# RAPU 5.0 vs. Earlier RAPUs?



## Ball Maker (Dec 10, 2009)

Greetings, this is my first post. I'm an engineering geek who likes to tinker. I like building stuff for Halloween but I'm not at the crazy level as probably most of you. I built rain FX equipment for a big haunted house once, and have done a few things around my house and workplace for Halloween, but that's about it. 

I've had a model kit (static) skull sitting in my closet for years and have been wanting to animate it for a long time. I once animated a plastic skeletal hand plastic model using servos, an SSC, and an old piece of S/W that was painful to use. A few years later I discovered VSA and really enjoyed playing with it. It was less tedious to use, but still tedious. Still, it was great fun breathing life into inanimate objects.

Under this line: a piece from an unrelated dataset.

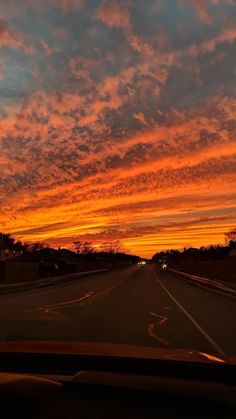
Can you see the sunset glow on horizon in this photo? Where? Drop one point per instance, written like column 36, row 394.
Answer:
column 118, row 122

Anyway, I'm tempted to get a RAPU. I like the idea of a standalone controller running VSA that anyone could just turn on and run a show (no booting a PC, etc.). But I've read a lot of comments regarding the buggy nature of the RAPU. Many of these messages are on the old side, so I was wondering if anyone knows if the vr. 5.0 RAPU is less buggy than its predecessors? Thanks!


----------



## azdude (Jun 26, 2009)

Hi Ross,

I used the RAPU with the older software (4.0 I think) and I never thought it was buggy. I have had it controlling my most complex prop now for 2 years and I never had any problems with it. The one thing that I will point out about the RAPU is that there is no simple way to trigger the thing. < warning - incoming sarcasm> One would assume that in designing a 'stand alone' controller that you would make it easy to trigger a routine - hence the term 'stand alone.' But no. You can trigger it via an infra red controller or via the RS232 port. So these engineers are sitting around in a room designing the thing and NO ONE says "Hey, maybe we should give the option to trigger it via a simple switch closure?" Its truly incredible.

So anyway, thats the way it is. In the end, I designed a circuit board with a microcontroller that has the trigger input and then sends the 'commands' to the RAPU unit via the RS232 port. This actually worked out well for me because it allowed me to manage the delay time in between the triggers and it also allowed me to truly randomize the routines that I had. If you are interested in this method I am glad to help. HOWEVER, now that you can buy a net book laptop for less than the price of the RAPU you may be able to solve the problem cheaper going that route. There is a free software available called Monkey Basic that allows you to trigger a VSA routine using the parallel port on your computer (or USB-to-parallel adapter). I have never used this software and honestly do not know that much about it but if you are just starting your project you should definately check it out.

Have fun,
Bruce


----------